There are several key financial ratios that we will consider while analyzing WestJet’s performance. Debt to equity is a critical ratio to determine WestJet’s financial leverage. It indicates how much debt that Westjet is taking to finance its assets compared to its shareholders’ equity. It is also essential to review its Return on Asset as WestJet owns substantial amount of assets and the per dollar amount it earns on its asset helps to represent the company’s efficient use of these assets. Additionally, we will consider its Asset Turnover Ratio to measure the overall efficiency of WestJet.

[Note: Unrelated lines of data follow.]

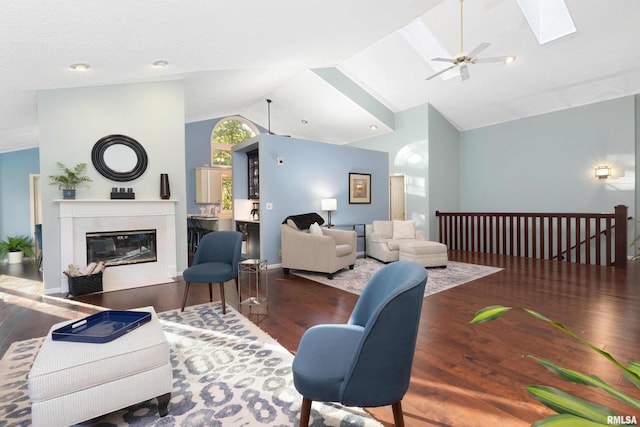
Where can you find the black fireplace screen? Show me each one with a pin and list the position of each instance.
(122, 247)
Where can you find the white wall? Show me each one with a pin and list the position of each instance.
(408, 148)
(72, 120)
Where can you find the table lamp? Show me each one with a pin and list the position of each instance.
(329, 205)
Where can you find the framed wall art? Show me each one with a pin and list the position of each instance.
(359, 188)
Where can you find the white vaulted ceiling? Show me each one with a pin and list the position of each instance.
(234, 55)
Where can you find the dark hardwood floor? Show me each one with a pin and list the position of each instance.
(463, 375)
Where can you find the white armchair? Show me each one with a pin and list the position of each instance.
(327, 252)
(384, 238)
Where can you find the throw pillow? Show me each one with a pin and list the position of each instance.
(404, 229)
(315, 229)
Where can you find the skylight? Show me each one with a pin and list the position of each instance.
(549, 19)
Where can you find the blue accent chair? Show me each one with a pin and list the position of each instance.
(366, 362)
(216, 260)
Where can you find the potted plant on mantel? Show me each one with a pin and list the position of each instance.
(15, 248)
(69, 179)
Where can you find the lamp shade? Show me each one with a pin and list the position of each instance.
(329, 204)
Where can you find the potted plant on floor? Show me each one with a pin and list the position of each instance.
(15, 248)
(69, 179)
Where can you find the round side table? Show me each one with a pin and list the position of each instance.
(254, 267)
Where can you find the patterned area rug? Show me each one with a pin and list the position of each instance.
(227, 372)
(439, 279)
(53, 309)
(19, 284)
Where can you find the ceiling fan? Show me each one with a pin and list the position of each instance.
(464, 59)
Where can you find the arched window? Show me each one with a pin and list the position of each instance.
(228, 132)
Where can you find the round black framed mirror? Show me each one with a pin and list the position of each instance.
(119, 158)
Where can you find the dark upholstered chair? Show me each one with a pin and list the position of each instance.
(366, 362)
(216, 260)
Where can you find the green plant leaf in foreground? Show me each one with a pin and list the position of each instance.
(565, 403)
(634, 366)
(589, 380)
(495, 311)
(491, 312)
(566, 420)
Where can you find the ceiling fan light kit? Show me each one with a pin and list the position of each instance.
(463, 59)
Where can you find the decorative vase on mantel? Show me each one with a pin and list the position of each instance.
(165, 192)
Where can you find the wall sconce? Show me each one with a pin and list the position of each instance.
(603, 172)
(329, 205)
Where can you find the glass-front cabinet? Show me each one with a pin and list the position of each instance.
(254, 174)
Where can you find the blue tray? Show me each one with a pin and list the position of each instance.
(101, 327)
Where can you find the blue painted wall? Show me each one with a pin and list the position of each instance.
(310, 172)
(15, 168)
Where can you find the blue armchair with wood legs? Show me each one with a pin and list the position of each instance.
(366, 362)
(215, 261)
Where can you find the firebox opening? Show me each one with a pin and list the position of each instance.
(122, 247)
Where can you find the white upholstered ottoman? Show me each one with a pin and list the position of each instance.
(425, 253)
(71, 382)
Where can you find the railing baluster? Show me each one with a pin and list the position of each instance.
(540, 235)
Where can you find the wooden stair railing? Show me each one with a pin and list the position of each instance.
(586, 238)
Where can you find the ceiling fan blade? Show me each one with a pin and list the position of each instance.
(464, 72)
(440, 72)
(491, 59)
(478, 49)
(444, 60)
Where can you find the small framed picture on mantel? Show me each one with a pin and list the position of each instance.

Key Financial Reporting Issues
Frequent Flier Accounting
The airline industry is a highly seasonal and competitive industry. Many airline operators focus on maintaining market share and encouraging travellers to stay loyal to their business. Loyalty programs are a common practice for companies to acquire and retain customers. Customers earn points for flying on the airline, and points can be redeemed for free or discounted goods and services. Company’s ratios may be significantly different from one another depending on the accounting policy the company chooses for the loyalty program. Some companies unbundle their sales based on estimated fair value and journals the loyalty points as unearned revenue. Revenue is recognized when service is provided. Other companies take an incremental cost model by treating cost of fulfillment as an expense. The expense is then accrued as a “cost to fulfill”. As a result, the first method will result in higher revenue compared to the latter one (The new revenue recognition standard — airlines, Ernst & Young).